Monday, September 27, 2010

skewed visions

Statement for a podcast series I'll be a part of in October:

I require constant proof of my existence. My own experience isn't enough; I must be part of someone else's experience. Yours. Proof requires witnesses. And so it is here, in this bodiless space online, where I am the most real. Google me. I am here twenty-four hours a day, for anyone, anywhere. Information, once disseminated, never completely disappears. I never completely disappear. I put up every photo I take, every thought I have, on Facebook, Twitter, Flickr, my website, my blog. When that isn’t enough, I write letters to strangers on the internet, and then I take screen shots of those letters and put them on the internet. I write down stories about my life. I tell them to you. This is me, watching me, watching me. This is me.

Monday, September 6, 2010

Last one was so...normal. This one might be better.

Henry has now messaged all of my friends

And my profile revamping and message writing has NOTHING to do with that. Really. NOTHING.

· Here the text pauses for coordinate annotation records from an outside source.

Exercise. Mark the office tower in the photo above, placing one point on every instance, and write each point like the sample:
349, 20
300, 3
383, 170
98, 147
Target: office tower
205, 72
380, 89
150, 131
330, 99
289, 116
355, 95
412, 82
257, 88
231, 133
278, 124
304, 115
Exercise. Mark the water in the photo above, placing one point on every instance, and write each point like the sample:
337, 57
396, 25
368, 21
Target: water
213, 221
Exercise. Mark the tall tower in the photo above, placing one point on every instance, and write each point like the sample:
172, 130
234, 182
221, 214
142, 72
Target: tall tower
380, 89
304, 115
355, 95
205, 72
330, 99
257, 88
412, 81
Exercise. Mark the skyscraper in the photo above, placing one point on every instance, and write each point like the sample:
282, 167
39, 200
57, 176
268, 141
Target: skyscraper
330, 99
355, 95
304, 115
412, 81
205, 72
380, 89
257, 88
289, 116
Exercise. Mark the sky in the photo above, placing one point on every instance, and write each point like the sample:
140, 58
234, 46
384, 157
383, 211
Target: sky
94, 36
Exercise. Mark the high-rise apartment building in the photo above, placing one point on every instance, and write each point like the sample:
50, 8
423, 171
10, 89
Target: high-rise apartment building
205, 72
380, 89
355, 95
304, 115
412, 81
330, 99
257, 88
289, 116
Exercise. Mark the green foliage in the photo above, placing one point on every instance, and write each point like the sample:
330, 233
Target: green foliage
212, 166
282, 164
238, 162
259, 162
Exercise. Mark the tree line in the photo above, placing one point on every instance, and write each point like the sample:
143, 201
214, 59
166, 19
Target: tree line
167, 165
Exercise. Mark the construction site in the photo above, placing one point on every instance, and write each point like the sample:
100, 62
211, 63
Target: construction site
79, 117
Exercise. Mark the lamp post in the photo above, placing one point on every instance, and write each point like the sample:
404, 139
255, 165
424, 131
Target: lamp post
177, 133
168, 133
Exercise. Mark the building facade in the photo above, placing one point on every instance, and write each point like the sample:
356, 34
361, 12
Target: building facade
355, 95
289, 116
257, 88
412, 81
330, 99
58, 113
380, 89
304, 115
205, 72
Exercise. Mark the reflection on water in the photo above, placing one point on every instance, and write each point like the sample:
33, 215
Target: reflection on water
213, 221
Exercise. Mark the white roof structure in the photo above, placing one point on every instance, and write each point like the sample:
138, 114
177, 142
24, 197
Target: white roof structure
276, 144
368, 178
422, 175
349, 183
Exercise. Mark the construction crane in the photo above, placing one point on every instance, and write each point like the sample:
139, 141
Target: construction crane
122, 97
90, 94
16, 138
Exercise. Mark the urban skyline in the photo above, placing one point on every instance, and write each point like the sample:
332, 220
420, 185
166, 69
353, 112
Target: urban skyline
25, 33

The sad thing is that, even though the crazed infatuated state is fading, and I'm not so perfectly sure that I want him to be my boyfriend, I still get terribly jealous at the idea that he is messaging anyone else after having been naked with me. I should be everything he wants, even if he isn't. Because, apparently, what I really like is the ego-trip that comes with a person's affection. I guess that's something I knew about myself, but it's unpleasant to be faced with it so directly.